Very recently, an interim analysis of the first prospective, randomized, controlled multicenter trial of G-CSF (as a growth factor for bone marrow-stimulated HemSCs) in ACLF was prematurely terminated after conditional power calculation. The researchers found that G-CSF did not show any therapeutic efficacy, did not improve survival, and was associated with adverse events. These findings were in obvious contrast to the results from smaller clinical trials published previously[27]. Similarly, a study of G-CSF in all-cause pediatric ACLF (5 mcg/(kg·d) for 5 d) was found to be ineffective in improving the survival outcome on day 30 and 60 of therapy. The authors called for studies with larger number of children and longer duration of therapy[28]. To summarize (Table 1), peripherally infused mesenchymal stem cells are the most commonly studied regenerative therapy in patients with ACLF with hepatitis B the most common etiology. The other common ‘regenerative’ options include growth factors, especially G-CSF. Even though some studies showed improved short-term survival and reduction in liver dysfunction with MSC-based therapy, strong evidence for recommending stem cell use in ACLF is currently lacking due to the heterogeneity in tissue sources for stem cell derivation and differences in route of administration, dose and duration. Recent studies also caution regarding the use of G-CSF for bone marrow-derived hematopoietic stem cell stimulation in patients with ACLF.

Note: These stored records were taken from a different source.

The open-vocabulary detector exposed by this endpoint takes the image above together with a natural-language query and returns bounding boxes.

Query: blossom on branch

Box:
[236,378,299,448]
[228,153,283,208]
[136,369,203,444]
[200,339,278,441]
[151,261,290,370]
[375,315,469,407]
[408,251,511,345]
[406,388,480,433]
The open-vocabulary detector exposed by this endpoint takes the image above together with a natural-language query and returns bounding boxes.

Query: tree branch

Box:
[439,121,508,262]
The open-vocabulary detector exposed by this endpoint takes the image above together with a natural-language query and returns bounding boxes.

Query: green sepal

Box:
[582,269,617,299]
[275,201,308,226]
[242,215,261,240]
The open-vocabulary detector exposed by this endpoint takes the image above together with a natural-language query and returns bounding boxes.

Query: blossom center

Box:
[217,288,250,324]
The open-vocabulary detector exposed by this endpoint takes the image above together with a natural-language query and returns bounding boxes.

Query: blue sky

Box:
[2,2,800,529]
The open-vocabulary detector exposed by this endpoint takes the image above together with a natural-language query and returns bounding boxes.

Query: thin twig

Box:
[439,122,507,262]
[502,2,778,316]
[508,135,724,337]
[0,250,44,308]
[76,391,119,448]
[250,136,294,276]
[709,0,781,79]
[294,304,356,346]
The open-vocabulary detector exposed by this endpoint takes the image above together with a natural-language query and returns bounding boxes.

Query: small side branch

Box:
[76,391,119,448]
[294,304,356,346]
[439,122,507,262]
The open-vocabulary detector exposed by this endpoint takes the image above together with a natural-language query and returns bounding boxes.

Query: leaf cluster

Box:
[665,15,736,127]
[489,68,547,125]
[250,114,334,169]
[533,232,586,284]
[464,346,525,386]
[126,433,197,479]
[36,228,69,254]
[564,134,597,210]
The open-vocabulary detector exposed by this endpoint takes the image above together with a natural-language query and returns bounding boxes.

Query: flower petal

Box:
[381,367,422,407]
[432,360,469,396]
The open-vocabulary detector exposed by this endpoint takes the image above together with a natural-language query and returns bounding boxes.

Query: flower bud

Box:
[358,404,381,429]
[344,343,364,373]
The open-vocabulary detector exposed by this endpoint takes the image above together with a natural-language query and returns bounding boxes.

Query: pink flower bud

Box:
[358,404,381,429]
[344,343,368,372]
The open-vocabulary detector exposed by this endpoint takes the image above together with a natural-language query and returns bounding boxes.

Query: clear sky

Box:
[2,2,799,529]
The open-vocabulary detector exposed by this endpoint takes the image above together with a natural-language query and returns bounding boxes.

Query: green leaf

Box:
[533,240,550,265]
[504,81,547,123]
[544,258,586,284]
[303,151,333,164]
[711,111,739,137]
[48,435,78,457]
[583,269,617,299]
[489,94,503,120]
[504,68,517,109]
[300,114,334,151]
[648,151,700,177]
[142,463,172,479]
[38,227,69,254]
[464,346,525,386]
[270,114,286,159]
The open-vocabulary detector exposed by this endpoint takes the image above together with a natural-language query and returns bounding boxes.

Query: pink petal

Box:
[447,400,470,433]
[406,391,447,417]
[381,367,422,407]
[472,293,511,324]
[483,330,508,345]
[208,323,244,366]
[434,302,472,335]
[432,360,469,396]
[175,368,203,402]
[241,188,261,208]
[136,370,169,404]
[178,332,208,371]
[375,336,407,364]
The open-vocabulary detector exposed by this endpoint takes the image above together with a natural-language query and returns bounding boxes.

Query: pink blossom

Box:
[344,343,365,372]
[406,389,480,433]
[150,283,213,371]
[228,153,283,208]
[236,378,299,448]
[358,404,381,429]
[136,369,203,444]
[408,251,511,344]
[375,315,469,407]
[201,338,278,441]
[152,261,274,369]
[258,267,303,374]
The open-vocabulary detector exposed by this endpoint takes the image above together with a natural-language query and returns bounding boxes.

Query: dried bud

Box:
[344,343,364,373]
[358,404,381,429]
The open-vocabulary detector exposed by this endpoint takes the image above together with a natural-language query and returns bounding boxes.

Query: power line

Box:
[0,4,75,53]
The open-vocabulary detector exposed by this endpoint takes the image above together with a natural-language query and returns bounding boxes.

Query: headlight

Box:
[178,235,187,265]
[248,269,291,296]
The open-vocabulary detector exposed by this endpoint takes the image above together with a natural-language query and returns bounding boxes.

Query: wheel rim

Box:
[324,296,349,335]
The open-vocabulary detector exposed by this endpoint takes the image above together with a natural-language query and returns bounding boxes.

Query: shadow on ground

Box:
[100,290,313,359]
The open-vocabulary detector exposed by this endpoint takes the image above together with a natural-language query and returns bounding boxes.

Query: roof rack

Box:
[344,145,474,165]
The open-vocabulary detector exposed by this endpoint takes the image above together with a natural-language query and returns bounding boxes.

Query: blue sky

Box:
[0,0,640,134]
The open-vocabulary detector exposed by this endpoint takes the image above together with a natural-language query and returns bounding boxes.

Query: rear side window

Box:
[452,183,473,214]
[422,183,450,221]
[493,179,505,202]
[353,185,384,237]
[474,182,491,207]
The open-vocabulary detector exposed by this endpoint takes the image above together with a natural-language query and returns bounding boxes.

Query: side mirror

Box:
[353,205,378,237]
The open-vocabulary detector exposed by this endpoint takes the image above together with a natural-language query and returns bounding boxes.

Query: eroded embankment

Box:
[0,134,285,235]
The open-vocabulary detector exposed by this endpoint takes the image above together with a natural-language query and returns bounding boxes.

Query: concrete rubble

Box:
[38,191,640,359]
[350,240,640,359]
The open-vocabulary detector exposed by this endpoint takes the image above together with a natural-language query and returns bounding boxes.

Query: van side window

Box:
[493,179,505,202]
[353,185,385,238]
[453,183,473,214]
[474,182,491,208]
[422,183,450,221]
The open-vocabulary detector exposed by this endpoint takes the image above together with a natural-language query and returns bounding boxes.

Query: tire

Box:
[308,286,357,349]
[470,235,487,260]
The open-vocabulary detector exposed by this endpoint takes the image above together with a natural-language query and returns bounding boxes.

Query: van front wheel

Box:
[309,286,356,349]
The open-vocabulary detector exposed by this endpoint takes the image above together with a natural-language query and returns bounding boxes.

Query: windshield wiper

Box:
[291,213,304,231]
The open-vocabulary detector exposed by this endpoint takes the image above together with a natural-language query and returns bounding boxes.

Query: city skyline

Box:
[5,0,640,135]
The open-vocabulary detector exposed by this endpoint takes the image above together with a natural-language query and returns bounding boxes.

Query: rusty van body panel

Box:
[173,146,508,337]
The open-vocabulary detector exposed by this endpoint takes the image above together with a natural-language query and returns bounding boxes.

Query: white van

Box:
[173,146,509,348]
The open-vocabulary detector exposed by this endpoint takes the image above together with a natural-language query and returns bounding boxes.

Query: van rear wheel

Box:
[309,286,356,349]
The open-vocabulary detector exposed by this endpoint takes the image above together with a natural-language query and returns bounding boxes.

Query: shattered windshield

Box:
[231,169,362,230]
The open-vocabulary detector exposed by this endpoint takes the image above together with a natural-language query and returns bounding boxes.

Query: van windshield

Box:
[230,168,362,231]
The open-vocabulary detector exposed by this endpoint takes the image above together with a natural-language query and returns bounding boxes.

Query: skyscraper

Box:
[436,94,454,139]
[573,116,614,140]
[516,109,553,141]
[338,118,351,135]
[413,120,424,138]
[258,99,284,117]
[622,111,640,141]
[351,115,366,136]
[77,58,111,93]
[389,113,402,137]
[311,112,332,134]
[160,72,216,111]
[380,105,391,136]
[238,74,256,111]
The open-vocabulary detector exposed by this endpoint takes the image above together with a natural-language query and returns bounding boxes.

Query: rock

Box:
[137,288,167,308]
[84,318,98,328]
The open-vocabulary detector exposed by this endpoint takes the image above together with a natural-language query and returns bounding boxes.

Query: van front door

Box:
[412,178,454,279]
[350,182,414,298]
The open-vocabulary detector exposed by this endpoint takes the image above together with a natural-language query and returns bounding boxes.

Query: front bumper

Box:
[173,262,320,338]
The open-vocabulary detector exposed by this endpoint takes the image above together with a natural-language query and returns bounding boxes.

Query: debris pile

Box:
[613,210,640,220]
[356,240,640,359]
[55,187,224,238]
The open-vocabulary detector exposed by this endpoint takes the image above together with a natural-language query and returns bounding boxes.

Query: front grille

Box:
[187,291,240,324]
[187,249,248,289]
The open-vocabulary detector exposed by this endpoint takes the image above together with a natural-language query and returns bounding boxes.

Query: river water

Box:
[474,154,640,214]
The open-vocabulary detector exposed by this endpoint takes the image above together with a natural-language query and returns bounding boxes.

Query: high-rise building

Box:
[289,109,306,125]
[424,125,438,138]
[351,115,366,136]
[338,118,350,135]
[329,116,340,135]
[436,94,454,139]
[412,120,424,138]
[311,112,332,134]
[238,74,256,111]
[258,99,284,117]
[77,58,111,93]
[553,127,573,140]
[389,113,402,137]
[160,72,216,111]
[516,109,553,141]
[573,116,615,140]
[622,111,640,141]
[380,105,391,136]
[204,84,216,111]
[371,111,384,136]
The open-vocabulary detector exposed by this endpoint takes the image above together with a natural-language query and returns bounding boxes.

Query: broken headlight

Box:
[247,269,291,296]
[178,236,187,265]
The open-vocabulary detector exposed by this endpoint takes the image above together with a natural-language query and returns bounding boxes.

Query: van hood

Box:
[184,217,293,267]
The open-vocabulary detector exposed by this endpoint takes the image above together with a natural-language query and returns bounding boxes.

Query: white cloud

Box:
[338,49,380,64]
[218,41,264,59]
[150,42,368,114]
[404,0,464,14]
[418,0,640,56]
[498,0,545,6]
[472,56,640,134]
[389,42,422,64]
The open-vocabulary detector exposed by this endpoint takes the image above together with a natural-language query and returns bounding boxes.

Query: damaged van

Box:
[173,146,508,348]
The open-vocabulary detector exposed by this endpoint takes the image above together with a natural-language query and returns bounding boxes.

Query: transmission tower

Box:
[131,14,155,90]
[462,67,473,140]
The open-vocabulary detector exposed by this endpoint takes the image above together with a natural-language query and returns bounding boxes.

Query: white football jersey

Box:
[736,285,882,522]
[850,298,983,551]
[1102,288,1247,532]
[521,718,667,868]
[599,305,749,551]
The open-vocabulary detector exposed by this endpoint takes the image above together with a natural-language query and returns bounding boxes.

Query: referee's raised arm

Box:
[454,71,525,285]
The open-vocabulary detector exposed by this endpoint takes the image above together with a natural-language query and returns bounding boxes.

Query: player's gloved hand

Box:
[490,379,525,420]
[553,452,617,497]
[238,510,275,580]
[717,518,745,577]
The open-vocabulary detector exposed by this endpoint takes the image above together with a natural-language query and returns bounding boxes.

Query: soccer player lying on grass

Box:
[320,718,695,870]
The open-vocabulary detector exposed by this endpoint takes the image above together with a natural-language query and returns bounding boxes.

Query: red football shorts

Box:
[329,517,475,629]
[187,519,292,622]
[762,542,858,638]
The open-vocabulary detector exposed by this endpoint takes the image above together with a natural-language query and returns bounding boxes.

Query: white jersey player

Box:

Table 1 Summary and salient features of clinical studies on acute on chronic liver failure utilizing stem cell therapy and/or growth factor therapy

CONCLUSION

Stem cell therapy for patients with ACLF currently remains in the domain of experimental clinical research; strong evidence for its use in routine clinical practice does not exist. This ‘dwelling in the possibility’ for stem cell based regenerative therapy in ACLF has been under study for almost more than half a decade and has not shown any promising value because the dose, duration, timing, route, and type of stem cells with the best efficacy and safety profile in this group of patients remain undefined similar to that in patients with decompensated cirrhosis.

Figure 2 Contemporary update on role of stem cell or growth factor therapy for patients with chronic and acute-on-chronic liver failure.